This is an excerpt from the book Travels through History : 9 Greek Islands , newly available on Amazon.
It may seem strange to include Mykonos in a book about history, but there’s plenty of things of historical interest to see on this lovely island. In Mykonos town, there’s a Folklore Museum, an Archaeological Museum, and a Maritime Museum. There are the famous windmills and the area known as Little Venice where the houses come right up to the water’s edge. Lena’s House, next to the Maritime Museum, is a completely restored merchant house from over one hundred years ago.
There’s an interesting church called the Paraportiani, which means “Our Lady of the Side Gate” in Greek, as its doorway was found in the side gate of the entrance to the Kastro area.
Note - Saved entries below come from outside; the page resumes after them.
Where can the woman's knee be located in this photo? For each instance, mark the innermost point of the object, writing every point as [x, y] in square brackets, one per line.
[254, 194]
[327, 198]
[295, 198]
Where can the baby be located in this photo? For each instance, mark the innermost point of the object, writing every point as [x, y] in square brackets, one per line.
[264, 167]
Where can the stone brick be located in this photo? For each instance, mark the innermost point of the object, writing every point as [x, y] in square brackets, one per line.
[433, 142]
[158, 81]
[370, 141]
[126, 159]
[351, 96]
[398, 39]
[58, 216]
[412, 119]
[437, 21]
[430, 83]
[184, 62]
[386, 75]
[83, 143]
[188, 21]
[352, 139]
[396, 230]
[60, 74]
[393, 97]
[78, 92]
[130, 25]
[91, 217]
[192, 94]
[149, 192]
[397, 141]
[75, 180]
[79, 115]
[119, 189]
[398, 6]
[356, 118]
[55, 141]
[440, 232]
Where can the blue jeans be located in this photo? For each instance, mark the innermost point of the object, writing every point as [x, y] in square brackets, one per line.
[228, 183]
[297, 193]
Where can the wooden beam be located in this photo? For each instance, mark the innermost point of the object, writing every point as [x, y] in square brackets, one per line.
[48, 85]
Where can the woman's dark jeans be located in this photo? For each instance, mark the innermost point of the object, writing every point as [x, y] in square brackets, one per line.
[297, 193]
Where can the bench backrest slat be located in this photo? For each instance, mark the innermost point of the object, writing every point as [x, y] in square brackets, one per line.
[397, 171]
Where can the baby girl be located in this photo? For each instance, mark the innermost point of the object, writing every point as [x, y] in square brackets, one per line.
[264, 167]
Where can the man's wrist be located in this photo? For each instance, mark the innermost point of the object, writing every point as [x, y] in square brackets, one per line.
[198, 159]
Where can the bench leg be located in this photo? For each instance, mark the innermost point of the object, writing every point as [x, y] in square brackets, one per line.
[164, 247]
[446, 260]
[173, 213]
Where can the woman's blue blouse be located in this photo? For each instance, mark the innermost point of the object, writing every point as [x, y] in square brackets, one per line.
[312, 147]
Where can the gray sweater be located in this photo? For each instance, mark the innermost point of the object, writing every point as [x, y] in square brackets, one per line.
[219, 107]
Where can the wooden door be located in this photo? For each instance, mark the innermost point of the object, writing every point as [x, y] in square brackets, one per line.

Construction of this church began in 1425, but wasn’t completed until the 17th century. This whitewashed church comprises five separate chapels which have been joined together: four chapels (dedicated to Saints Anargyroi, Anastasia, Eustathios, and Sozon) form the ground floor and the fifth chapel has been built above them.
On the waterfront near the Old Harbour is where you will find the Kazárma building, which provided accommodation for the soldiers of Manto Mavrogenous, a heroine of the Greek Revolution. The first floor served as her personal residence. When the war began, Manto went from Tinos to Mykonos and invited the leaders of the island to join the revolution. She equipped, manned and “privateered” at her own expense, two ships with which she pursued the pirates who attacked Mykonos and other islands of the Cyclades. On 22 October 1822, under her leadership the Mykonians repulsed the Ottoman Turks, who had debarked soldiers onto the island. Manto also equipped 150 men to campaign in the Peloponnese and sent forces and financial support to Samos, when the island was threatened by the Turks. Later, Mavrogenous sent another corps of fifty men to the Peloponnese, who took part in the Siege of Tripolitsa and the fall of the town to the Greek rebels.
Alefkántra or “Little Venice” is an 18th century district, dominated by grand captains’ mansions with colourful balconies and stylish windows overlooking the waves as they crash onto the shore. .
The second traditional settlement of Mykonos is Áno Merá, situated around the historic monastery of Panayia Tourliani (a 16th century church with a brilliant carved wooden iconostasis). To the north, in Fteliá, lies an important Neolithic settlement, and a 14th-13th century BC Mycenaean tomb.